How to Make Friends and Drain the Russian War Machine by Anders Åslund

Western governments are struggling to meet the challenge of reducing Russia’s oil export revenues, as the impact of their boycotts is offset by higher prices and purchases elsewhere. By establishing a cartel of buyers to impose a price cap on Russian crude, the West could achieve its goal with the support of oil importers around the world.

STOCKHOLM — Western sanctions against Russia for its aggression against Ukraine are getting tougher. The main outstanding concern is how to reduce Russia‘s oil revenues, which could now account for more than half of its export earnings. The best method is an oil price cap, which is already being implemented – but not by Western countries.

The initial idea was that the West would stop importing Russian oil. But since Russia accounts for around 11% of global oil production, Western attempts to reduce oil imports from Russia have led to sharp price increases on the world market, allowing Russia to get more from its exports. of oil, while delivering lower volumes.

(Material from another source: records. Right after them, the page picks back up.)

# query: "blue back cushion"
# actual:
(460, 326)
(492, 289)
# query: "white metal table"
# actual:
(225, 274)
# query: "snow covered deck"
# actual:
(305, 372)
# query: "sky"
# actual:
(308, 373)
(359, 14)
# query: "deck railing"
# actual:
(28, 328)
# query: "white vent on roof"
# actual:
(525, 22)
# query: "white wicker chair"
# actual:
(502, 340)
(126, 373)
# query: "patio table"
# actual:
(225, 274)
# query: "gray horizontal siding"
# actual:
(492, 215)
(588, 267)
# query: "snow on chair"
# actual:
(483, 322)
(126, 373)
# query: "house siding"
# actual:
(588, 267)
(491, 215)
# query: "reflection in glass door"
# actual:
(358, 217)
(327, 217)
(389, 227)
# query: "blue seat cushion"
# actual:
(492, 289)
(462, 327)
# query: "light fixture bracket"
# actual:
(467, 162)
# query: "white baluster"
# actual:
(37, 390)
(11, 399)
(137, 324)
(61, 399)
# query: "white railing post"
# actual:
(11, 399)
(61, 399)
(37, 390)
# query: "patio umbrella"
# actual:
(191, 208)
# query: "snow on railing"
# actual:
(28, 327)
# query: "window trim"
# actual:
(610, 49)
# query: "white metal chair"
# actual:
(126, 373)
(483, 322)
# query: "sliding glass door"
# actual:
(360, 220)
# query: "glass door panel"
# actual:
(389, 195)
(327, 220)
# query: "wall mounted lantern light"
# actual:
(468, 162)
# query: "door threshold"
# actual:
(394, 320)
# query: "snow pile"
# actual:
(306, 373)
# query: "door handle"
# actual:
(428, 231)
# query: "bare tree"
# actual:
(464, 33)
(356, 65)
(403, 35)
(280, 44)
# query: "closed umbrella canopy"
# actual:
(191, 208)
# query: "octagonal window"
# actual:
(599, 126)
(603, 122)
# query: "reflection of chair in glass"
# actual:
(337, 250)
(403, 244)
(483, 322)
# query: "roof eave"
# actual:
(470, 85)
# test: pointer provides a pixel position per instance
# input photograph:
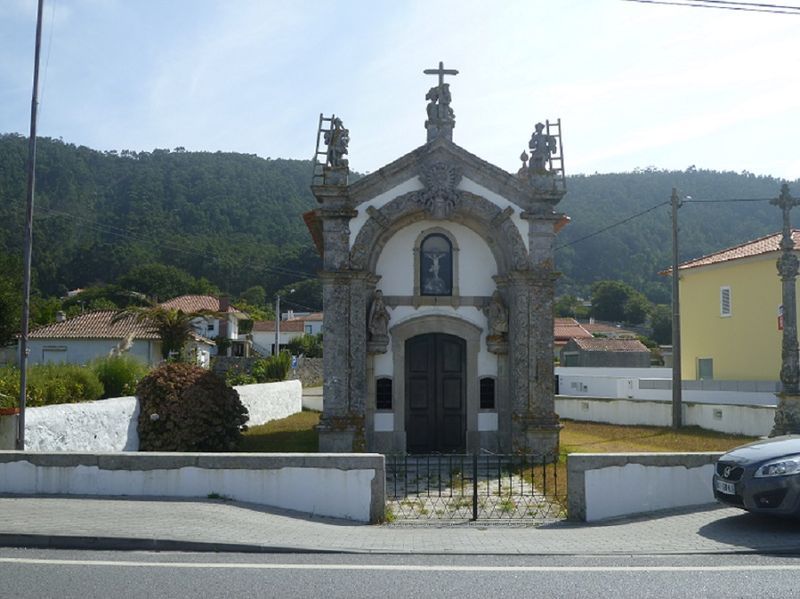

Some countries, including India, China and Turkey, have increased their oil imports from Russia. But they didn’t necessarily help Russia much, because they bought that oil at a huge discount. At the start of 2022, Russian Urals crude was being sold at a slight discount of $1-2 per barrel to the European standard Brent. Since April, however, that discount has hovered between $31 and $36 a barrel. On August 3, the price of Ural crude oil was $76 per barrel.